Market regulator Sebi has announced a slew of measures to strengthen index derivative framework to protect investors and improve market stability, including reducing expiries to a weekly basis. Each exchange will be allowed to provide derivatives contracts for only one of its benchmark index with weekly expiry.
The regulator has rolled out these measures after taking into consideration the highly speculative nature of trading on index derivatives, particularly on expiry day of the contracts.
The Securities and Exchange Board of India (Sebi) has also increased the minimum trading amount for derivatives from the present Rs 5-10 lakhs to Rs 15 lakh when it is introduced in the market, which will then be increased fall between Rs 15 lakh and Rs 20 lakh. As the press release by the market regulator said, “the lot size shall be fixed in such a manner that the contract value of the derivative on the day of review is within Rs. 15 lakhs to Rs. 20 lakhs.”

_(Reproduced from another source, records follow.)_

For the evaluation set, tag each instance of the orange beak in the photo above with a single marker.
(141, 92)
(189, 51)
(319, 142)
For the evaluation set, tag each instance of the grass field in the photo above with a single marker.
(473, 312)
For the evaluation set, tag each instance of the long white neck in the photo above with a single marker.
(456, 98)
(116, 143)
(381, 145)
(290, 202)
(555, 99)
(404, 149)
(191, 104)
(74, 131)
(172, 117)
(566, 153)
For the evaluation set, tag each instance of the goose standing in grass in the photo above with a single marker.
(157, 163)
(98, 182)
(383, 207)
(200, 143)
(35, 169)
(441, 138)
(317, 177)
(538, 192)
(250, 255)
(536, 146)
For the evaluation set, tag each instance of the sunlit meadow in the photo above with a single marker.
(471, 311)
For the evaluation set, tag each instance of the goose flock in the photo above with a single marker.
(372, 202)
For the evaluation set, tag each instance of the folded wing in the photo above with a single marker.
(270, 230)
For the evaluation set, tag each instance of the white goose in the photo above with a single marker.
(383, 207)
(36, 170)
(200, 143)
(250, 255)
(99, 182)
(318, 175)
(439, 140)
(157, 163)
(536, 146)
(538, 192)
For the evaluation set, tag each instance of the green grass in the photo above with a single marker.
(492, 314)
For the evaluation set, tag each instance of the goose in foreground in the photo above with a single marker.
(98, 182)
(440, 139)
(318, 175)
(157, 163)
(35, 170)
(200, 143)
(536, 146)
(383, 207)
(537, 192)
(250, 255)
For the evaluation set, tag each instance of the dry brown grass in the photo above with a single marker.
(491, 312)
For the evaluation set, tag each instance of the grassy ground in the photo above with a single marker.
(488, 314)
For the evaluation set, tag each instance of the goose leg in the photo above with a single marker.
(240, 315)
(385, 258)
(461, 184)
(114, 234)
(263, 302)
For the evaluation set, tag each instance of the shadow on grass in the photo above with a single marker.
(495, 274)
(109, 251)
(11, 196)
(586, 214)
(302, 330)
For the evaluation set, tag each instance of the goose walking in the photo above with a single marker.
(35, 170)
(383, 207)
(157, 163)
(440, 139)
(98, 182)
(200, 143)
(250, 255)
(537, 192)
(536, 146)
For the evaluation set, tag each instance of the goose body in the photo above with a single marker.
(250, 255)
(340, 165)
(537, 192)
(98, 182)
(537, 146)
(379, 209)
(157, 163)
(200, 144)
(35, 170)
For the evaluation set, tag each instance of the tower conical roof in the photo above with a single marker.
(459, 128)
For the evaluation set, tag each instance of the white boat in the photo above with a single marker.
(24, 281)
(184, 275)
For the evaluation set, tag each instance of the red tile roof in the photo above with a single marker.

The new norms for derivative trading will be rolled out in phases, starting November 20. Index derivative contracts with weekly expiries, increase in contract sizes and and increase in tail risk coverage by levying additional extreme loss margin (ELM) will be launched from that day.
From February 1, 2025, there will upfront collection of option premium from buyers and removal of calendar spread treatment on the expiry day. From April 1, 2025, there will be intraday monitoring of position limits.